Life

Jake O'Kane: Search as scientists may, they'll never find a vaccine for stupidity

While some broke social-distancing rules for the most trivial of reasons, thousands around the world broke them for the most honourable of reasons as they came together to protest against the killing of a black man, George Floyd

Jake O'Kane

Jake O'Kane

Jake is a comic, columnist and contrarian.

Hundreds of people queued from early morning outside Ikea's Belfast store when it reopened earlier this week
Hundreds of people queued from early morning outside Ikea's Belfast store when it reopened earlier this week Hundreds of people queued from early morning outside Ikea's Belfast store when it reopened earlier this week

Images of hundreds of people congregating outside the Belfast Ikea store for its reopening last Monday proves that social distancing and lockdown have become abstract concepts for many. Not that I blame Ikea – they did all they could to ensure people adhered to social distancing – but some people won’t be told, and so those so desperate for a flat-pack coffee table may discover that a flat-pack coffin will prove more useful.

Despite thousands of deaths, the tentative steps taken by the government to ease lockdown are viewed by a minority as an excuse to ignore it completely. After nearly three months of sacrifice, we are in danger of squandering all that has been gained by easing restrictions too soon and risking a second wave of the pandemic.

Along with the droves outside Ikea, the good weather brought crowds on to our beaches, with others standing in a narrow alleyway outside a city centre pub in what was laughingly called a ‘beer garden’. Such selfish actions prove that while someday a vaccine for Covid-19 may be found, there’s no such vaccine for stupidity.

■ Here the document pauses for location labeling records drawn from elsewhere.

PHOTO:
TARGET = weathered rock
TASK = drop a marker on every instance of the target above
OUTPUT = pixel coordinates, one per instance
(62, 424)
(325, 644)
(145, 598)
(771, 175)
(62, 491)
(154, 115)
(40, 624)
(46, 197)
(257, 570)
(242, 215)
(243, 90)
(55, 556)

Proof that no such vaccine exists at present is the tenure of Donald Trump as US president and Boris Johnson as British prime minister.

This prime minister may go down in history as ‘two months late Boris’, with his ‘test, track and trace’ policy at least two months behind most other countries. As for his idea of a two-week quarantine for those travelling into the UK, this isn’t so much closing the gate after the horse has bolted as closing the gate after the horse has died of old age.

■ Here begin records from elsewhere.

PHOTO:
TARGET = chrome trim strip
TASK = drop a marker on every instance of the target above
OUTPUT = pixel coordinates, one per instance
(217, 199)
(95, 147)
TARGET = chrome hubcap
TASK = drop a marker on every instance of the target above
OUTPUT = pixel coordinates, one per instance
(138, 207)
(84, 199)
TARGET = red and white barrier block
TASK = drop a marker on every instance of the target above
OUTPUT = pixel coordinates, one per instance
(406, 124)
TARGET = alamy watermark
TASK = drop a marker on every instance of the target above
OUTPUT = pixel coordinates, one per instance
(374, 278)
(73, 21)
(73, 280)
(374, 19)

While some broke social-distancing rules for the most trivial of reasons, thousands around the world broke them for the most honourable of reasons as they came together to protest against the killing of a black man, George Floyd.

In the US, the mishandling of the pandemic by President Trump has almost been forgotten after civil unrest erupted across the US following the death of Floyd while being knelt on by Derek Chauvin, a Minneapolis cop. Distressing video of the event showed Chauvin press his knee into Mr Floyd’s neck for eight minutes 46 seconds, while the prone, handcuffed and defenceless man pleaded, "I can’t breathe", 16 times before going unconscious.

Jake O'Kane – this British prime minister may go down in history as ‘two months late Boris’. Picture by Mal McCann
Jake O'Kane – this British prime minister may go down in history as ‘two months late Boris’. Picture by Mal McCann Jake O'Kane – this British prime minister may go down in history as ‘two months late Boris’. Picture by Mal McCann

From their transportation – chained and packed like sardines in slave ships – through hundreds of years of being lynched, right up to today, the words ‘I can’t breathe’ continue to be the last of too many black men in America. It was the last thing Eric Garner cried out when he died, pinned to the ground, by New York City police in 2014.

The difference today is cameras on mobile phones mean such killings can’t be hidden but are there for all to see. America is challenged as never before to witness the inherent racism which has existed since the days of slavery through the civil rights marches of the 1960s, the police beating of Rodney King in the 1990s to the all-too-regular police killings of today.

In 2016, when NFL footballer Colin Kaepernick protested against racism in the US by ‘taking a knee’ while the National Anthem was being played, he couldn’t have foreseen that a police officer ‘taking a knee’ on the neck of a black man four years later would set his nation alight.

Never shy of self-praise, Trump boasted he'd "been the best president for black America since Abraham Lincoln" – this despite having ordered the police, days earlier, to beat black protestors from the front of the White House and block the steps of the Lincoln Memorial, the same steps on which, in August 1963, Martin Luther King made his historic ‘I have a dream’ speech. Tragically, for the US, King’s dream remains just that, a dream.

The Lincoln Memorial celebrates possibly the USA’s greatest president, Abraham Lincoln, who, like Trump, was a Republican; but there the resemblance ends.

While Lincoln deployed the US military to fight in the American Civil War which ended slavery, Trump deployed it against protestors demanding the justice, equality and freedom promised after that war’s end.

While denouncing state governors as weak and demanding they "dominate" the protests, Trump himself cowered in a bunker in the bowels of the White House. The irony for the Trump presidency is the wall he’ll be remembered for isn’t the one he promised but failed to complete to keep Mexicans out, but the one he was hastily forced to build around the White House to keep his own people out.